The Prince put on alert his Maestres de Campo and Colonels and set route to Bray. On 4 August his troops occupied a small island in middle of the river and soon a skirmish began with the French troops on the other riverside. The Count of Soissons, who were stationed with his troops on a nearby hill, believed that the Spanish were attempting to cross the river in that place and detached its battalions and squadrons near the riverside to reject every attempt. The Marquis of Fontenay, who led these troops, set fire to the village and entrenched his soldiers in a series of forts built in the riverside. The skirmish continued a long time with artillery and musketry fire. According to the French, only 20 of his soldiers were killed, among them the Comte de Matha, captain of a company of the Régiment des Gardes.

The Prince ordered his Tercios of Spaniards march to the village of Cerisy, located a league south of Bray, and cross there the river. A pontoon bridge was promptly tended from one bank to the opposite, and large amounts of faggots previously prepared were spread on the marshy land to facilitate the crossing of the soldiers. Only the Régiment de Piedmont was in that place to confront the Spaniards. These formed in squadron at the riverside and became involved in a stubborn fight that lasted for three hours. The Régiment de Piedmont, reinforced by a company of the Régiment des Gardes, tried to expel them from the pontoons and the road of faggots with great fierceness, but thanks to the presence of the Prince, who took the command of the attack, the Spaniards managed to cross the river and drove off the Régiment de Piemont from the riverside.

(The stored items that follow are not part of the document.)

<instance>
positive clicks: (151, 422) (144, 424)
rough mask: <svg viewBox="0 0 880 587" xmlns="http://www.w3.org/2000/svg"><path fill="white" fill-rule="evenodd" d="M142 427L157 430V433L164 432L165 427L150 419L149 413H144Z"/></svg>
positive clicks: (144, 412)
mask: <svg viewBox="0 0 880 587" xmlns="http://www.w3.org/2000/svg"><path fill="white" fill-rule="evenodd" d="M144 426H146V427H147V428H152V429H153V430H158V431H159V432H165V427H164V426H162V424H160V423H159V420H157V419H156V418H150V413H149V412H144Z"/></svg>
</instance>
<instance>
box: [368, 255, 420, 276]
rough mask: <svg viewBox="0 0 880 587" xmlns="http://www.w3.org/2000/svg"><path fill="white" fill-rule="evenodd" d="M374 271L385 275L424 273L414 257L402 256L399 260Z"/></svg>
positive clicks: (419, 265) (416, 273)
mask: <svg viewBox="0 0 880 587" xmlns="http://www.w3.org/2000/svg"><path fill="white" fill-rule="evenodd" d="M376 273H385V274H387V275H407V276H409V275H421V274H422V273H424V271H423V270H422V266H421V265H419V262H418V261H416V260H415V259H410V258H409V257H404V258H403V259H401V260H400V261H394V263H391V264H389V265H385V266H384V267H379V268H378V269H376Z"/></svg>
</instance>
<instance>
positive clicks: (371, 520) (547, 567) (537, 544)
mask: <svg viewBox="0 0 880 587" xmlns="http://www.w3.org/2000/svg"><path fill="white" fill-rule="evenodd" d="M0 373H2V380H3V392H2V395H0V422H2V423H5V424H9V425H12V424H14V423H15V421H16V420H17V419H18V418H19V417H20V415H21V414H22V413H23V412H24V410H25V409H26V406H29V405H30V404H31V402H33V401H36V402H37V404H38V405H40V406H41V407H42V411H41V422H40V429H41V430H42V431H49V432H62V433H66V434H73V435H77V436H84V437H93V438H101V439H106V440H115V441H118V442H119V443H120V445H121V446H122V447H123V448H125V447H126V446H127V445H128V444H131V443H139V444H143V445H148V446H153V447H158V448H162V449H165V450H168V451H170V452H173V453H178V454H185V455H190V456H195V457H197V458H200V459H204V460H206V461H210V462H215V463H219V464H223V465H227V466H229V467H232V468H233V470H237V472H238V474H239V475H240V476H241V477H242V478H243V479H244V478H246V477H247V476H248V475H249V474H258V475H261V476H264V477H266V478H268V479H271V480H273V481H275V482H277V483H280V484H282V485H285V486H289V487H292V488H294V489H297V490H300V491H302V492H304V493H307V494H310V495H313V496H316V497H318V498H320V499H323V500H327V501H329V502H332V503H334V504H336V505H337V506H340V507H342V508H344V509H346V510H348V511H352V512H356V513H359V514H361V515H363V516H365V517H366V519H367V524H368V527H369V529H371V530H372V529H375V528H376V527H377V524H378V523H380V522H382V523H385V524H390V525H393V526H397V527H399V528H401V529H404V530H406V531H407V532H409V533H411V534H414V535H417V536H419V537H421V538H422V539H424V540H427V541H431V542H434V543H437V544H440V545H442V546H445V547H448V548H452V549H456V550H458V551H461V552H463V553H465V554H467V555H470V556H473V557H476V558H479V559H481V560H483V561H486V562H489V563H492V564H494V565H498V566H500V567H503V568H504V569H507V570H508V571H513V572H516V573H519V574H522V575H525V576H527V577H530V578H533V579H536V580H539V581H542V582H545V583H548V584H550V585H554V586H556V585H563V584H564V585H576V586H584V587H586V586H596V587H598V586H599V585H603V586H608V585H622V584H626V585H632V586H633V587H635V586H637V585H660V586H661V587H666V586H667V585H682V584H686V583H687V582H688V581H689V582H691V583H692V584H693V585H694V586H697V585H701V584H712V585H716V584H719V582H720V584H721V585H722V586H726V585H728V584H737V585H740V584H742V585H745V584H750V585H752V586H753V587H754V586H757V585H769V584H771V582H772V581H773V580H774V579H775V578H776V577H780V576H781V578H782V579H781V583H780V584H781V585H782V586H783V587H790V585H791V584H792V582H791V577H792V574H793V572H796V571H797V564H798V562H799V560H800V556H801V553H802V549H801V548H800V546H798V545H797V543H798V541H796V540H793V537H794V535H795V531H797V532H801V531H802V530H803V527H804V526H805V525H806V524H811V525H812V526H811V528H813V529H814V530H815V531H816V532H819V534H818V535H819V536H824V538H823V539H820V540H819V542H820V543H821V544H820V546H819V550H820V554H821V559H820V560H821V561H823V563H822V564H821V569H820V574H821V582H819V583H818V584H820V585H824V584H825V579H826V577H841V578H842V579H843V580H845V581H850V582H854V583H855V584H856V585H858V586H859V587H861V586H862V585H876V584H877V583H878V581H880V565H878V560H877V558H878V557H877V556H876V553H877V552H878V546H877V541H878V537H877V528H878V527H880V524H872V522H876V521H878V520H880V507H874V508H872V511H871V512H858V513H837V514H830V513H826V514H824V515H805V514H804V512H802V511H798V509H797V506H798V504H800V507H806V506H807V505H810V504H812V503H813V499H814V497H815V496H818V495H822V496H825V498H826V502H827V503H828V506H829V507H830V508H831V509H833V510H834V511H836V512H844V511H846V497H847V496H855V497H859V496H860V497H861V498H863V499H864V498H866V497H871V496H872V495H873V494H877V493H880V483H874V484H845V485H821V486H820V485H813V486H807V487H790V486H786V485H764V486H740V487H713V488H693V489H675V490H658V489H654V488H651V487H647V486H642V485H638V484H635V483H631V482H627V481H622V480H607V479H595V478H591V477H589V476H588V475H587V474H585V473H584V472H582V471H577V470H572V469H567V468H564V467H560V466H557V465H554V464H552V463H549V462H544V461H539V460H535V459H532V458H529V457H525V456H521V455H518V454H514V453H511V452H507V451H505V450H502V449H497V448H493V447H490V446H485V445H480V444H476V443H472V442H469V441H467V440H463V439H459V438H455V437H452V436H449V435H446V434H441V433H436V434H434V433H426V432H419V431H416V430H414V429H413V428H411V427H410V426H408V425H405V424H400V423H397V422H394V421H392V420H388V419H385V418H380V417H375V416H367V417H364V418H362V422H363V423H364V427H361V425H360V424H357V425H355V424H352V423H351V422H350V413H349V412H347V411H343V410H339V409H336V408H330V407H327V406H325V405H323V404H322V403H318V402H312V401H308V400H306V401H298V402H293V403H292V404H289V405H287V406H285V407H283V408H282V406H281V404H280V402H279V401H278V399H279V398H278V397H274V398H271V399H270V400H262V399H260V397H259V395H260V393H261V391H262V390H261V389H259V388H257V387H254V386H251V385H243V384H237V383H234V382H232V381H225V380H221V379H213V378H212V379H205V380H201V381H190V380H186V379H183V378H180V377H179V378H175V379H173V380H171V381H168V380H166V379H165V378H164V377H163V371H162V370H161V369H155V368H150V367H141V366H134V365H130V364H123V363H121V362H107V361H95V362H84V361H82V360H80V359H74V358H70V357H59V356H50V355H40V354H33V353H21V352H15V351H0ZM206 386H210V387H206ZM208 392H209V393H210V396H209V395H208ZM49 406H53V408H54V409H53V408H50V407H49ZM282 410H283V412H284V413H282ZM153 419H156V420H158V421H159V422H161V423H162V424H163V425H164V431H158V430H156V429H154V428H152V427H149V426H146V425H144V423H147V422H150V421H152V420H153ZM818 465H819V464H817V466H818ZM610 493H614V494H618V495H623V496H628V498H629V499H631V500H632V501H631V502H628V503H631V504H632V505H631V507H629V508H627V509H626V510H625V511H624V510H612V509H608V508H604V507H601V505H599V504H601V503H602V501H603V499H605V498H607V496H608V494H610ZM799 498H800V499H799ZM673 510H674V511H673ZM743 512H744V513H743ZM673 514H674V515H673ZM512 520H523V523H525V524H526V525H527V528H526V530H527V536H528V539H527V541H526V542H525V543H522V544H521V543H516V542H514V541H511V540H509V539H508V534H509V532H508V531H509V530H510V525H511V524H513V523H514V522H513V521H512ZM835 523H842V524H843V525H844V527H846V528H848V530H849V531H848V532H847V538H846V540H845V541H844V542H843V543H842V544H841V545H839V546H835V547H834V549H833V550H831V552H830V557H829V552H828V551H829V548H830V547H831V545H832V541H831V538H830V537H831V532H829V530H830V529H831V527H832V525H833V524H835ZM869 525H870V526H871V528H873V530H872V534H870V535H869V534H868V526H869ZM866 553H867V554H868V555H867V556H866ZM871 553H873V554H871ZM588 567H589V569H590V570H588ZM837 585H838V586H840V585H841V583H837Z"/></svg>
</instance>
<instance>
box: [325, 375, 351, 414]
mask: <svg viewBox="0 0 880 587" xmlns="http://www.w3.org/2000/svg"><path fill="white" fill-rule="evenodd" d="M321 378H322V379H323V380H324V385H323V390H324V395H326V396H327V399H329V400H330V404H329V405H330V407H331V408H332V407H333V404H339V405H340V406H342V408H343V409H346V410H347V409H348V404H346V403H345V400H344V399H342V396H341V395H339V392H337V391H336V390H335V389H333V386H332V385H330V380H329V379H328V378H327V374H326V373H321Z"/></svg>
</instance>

The Maestro de Campo Alonso Pérez de Vivero y Menchaca, Count of Fuensaldaña, put then his soldiers to work in the digging of trenches to cover them from a possible counterattack. The Spanish artillery and some musketeers riddled the forest where the Régiment de Piedmont had sought coverage and forced the few surviving troops to retreat leaving behind about 700-800 corpses. The Prince lost that day around 35 soldiers killed and 50 wounded. The French losses could have been higher if the Spanish cavalry had crossed the river in time to pursue them, but this did not happen and Soissons was able to withdraw his troops in good order.

==Aftermath==
The Prince of Carignano, searching the destruction of the retreating French army, dispatched Ottavio Piccolomini in command of his cavalry and Johann von Werth with the Spanish cavalry behind the Count of Soissons, who was forced to pass the Oise river. The harassment of the German and Spanish cavalry diminished the strength of the French army, finding the Imperial-Spanish troops abandoned corpses and weapons at his advance. Piccolomini's persecution of the retreating French army lead him to Roye, which he captured and from where he reached Compiègne and advanced further into French territory, which caused consternation in Paris. Meanwhile, Soissons retreated to Noyon pursued by Johann von Werth. The Bavarian general destroyed 5 French cavalry regiments near the town, but he had not enough forces to attempt its capture.

On 7 August the Prince of Carignano, by orders of the Cardinal-Infante, surrounded the vital fortress of Corbie, which surrendered to him a week later. The following day Louis XIII wrote to the Prince of Condé ordering him to abandon the siege of Dôle and to withdraw from the Franche-Comté to help defend Paris. At the French court it was believed that after Corbie the Spanish would advance further into France. Piccolomini, who wanted to do so, tried to persuade the Cardinal-Infante. The Cardinal-Infante felt that more ambitious operations could risk his army and resolved to retreat. He was back in Cambrai in early September, before Matthias Gallas' invasion of France had begun, and the French armies regained most of the lost ground over the following months.